Several years ago, I picked up a fascinating book on the Morphology of the Folktale by Vladimir Propp. This identifies a set of primitives that could be used to describe the structure of Russian folktales, though they also serve to describe lots of other Western folktales too. (A summary of the primitives identified by Propp can be found here: Propp functions. (See also Levi-Strauss and structural analysis of folk-tales).)
Over the weekend, I started wondering whether there are any folk-tale corpuses out there annotated with Propp functions, that might be used as the basis for a “structural search engine”, or that could perhaps be used to build a model that could attempt to automatically analyse other folktales in structural terms.
Thus far, I’ve found one, as described in ProppLearner: Deeply annotating a corpus of Russian folktales to enable the machine learning of a Russian formalist theory, Mark A. Finlayson, Digital Scholarship in the Humanities, Volume 32, Issue 2, June 2017, Pages 284–300, https://doi.org/10.1093/llc/fqv067 . The papers gives a description of the method used to annotate the tale collection, and also links to data download containing annotation guides and the annotated collection as an XML file: Supplementary materials for “ProppLearner: Deeply Annotating a Corpus of Russian Folktales to Enable the Machine Learning of a Russian Formalist Theory” [description, zip file]. The bundle includes fifteen annotated tales marked up using the Story Workbench XML format; a guide to the format is also included.
(The Story Workbench is (was?) an Eclipse based tool for annotating texts. I wonder if anything has replaced it that also opens the Story Workbench files? In passing, I note Prodigy, a commercial text annotation tool that integrates tightly with spacy, as well as a couple of free local server powered browser based tools, brat and doccano. The metanno promises “a JupyterLab extension that allows you build your own annotator”, but from the README, I can’t really make sense of what it supports…)
The markup file looks a bit involved, and will take some time to make sense of.
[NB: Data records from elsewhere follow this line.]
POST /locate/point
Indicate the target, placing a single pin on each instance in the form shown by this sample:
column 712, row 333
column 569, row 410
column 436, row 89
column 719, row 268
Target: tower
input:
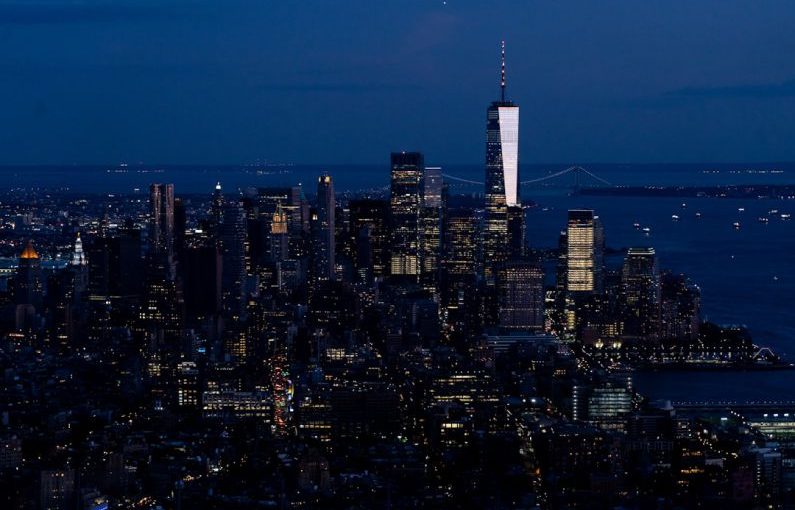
column 584, row 251
column 161, row 203
column 640, row 283
column 580, row 262
column 405, row 204
column 28, row 281
column 502, row 176
column 324, row 235
column 521, row 296
column 233, row 254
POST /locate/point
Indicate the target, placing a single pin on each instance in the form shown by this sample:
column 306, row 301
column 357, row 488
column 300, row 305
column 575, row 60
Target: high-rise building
column 459, row 283
column 233, row 253
column 161, row 203
column 641, row 289
column 324, row 241
column 521, row 296
column 369, row 238
column 430, row 246
column 502, row 176
column 405, row 204
column 28, row 281
column 517, row 241
column 432, row 183
column 584, row 251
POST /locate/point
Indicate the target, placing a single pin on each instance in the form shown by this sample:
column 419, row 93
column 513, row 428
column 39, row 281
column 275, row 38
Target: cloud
column 48, row 12
column 765, row 90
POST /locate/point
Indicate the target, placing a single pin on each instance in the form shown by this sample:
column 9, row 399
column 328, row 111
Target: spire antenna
column 502, row 73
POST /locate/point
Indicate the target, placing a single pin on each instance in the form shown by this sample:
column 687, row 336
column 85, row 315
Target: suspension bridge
column 573, row 176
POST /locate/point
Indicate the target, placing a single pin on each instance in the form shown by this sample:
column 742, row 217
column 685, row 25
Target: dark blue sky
column 347, row 81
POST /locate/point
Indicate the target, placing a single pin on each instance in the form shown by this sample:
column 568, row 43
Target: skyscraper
column 161, row 203
column 368, row 238
column 432, row 187
column 405, row 203
column 502, row 176
column 521, row 296
column 640, row 282
column 584, row 251
column 233, row 253
column 28, row 289
column 324, row 241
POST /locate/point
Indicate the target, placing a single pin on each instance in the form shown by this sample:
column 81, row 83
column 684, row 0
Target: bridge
column 736, row 405
column 573, row 176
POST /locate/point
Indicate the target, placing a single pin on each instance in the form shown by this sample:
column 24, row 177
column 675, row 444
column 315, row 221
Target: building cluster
column 269, row 348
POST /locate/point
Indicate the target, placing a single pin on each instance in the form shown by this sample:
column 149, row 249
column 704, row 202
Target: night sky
column 348, row 81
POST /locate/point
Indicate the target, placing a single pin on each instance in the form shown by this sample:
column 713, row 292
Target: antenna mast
column 502, row 74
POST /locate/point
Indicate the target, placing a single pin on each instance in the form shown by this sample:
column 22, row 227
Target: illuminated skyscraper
column 432, row 187
column 640, row 282
column 369, row 240
column 405, row 203
column 324, row 250
column 502, row 176
column 28, row 279
column 521, row 296
column 233, row 253
column 161, row 203
column 459, row 283
column 584, row 251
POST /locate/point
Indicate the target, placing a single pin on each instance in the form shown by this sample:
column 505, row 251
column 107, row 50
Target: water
column 747, row 276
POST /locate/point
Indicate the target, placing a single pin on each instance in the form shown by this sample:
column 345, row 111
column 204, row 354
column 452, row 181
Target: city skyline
column 409, row 335
column 644, row 84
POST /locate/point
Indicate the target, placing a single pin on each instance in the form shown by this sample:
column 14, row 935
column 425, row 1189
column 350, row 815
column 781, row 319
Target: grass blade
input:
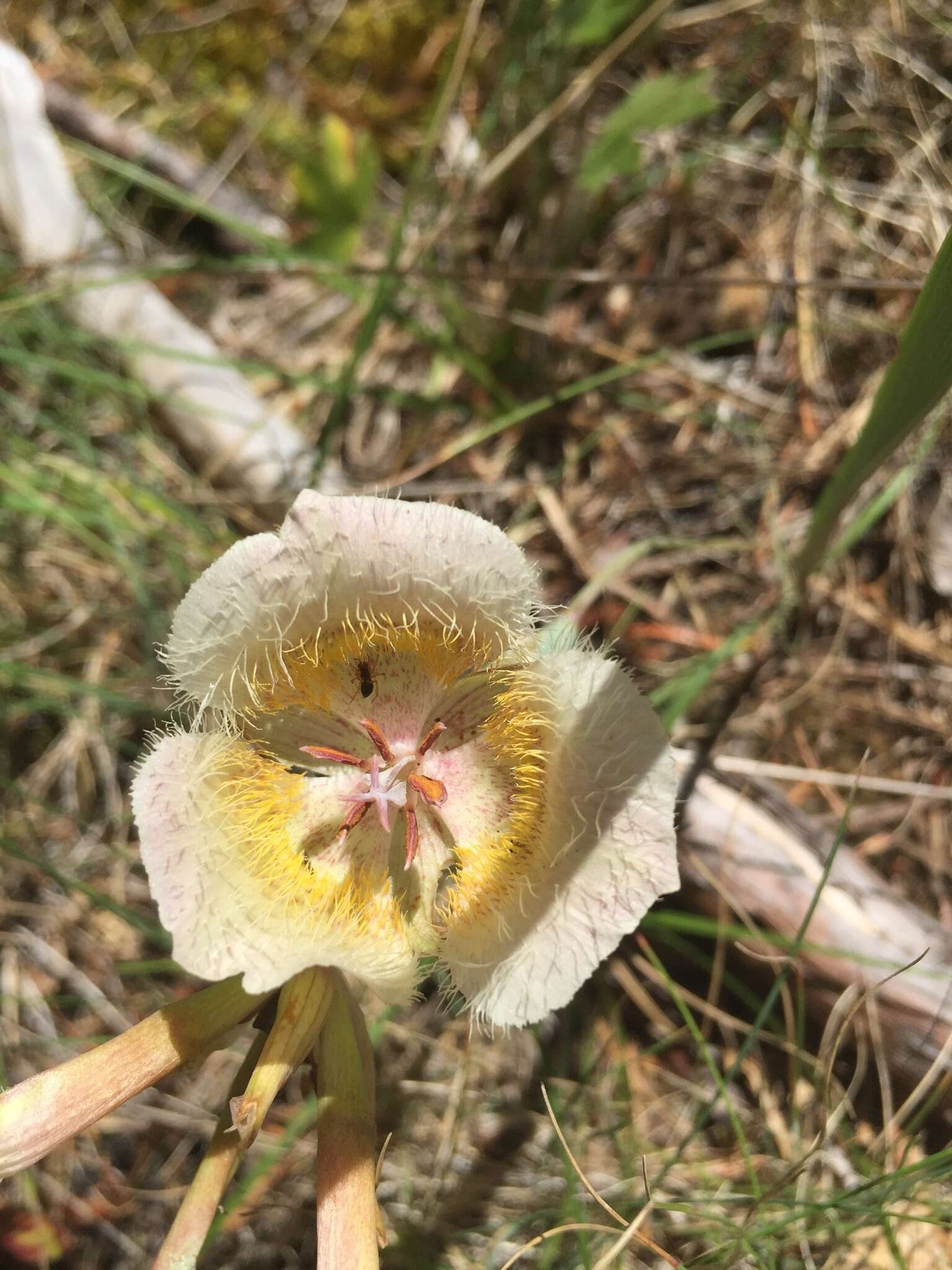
column 914, row 383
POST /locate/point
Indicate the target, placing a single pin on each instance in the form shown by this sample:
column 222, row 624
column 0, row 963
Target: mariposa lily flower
column 386, row 766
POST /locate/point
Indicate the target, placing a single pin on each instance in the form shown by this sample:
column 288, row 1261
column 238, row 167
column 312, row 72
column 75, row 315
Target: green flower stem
column 52, row 1106
column 197, row 1212
column 301, row 1010
column 347, row 1184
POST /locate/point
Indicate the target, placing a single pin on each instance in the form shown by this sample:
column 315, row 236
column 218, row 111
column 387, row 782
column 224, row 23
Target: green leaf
column 335, row 187
column 660, row 102
column 601, row 20
column 914, row 383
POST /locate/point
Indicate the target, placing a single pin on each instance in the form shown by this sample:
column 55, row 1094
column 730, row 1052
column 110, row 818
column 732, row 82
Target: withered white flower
column 386, row 766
It includes POS tags, sentences, extracted events, timex3 / TimeML tags, Proppian functions and archetypes, among other things. To get a better sense of it, I need to build a parser and have a play with it…
The TimeML tagging was new to me, and looks like it could be handy. It provides an XML based tagging scheme for describing temporal events, expressions and relationships [Wikipedia]. The
timexy Python package provides a
spacy pipeline component that “extracts and normalizes temporal expressions” and represents them using TimeML tags.
In passing, I also note a couple of things
spacy related, such as a phrase matcher that could be used to reconcile different phrases (eg
Finn Mac Cool and
Fionn MacCumHail etc): PhraseMatcher, and this note on Training Custom NER models in spacy to auto-detect named entitities.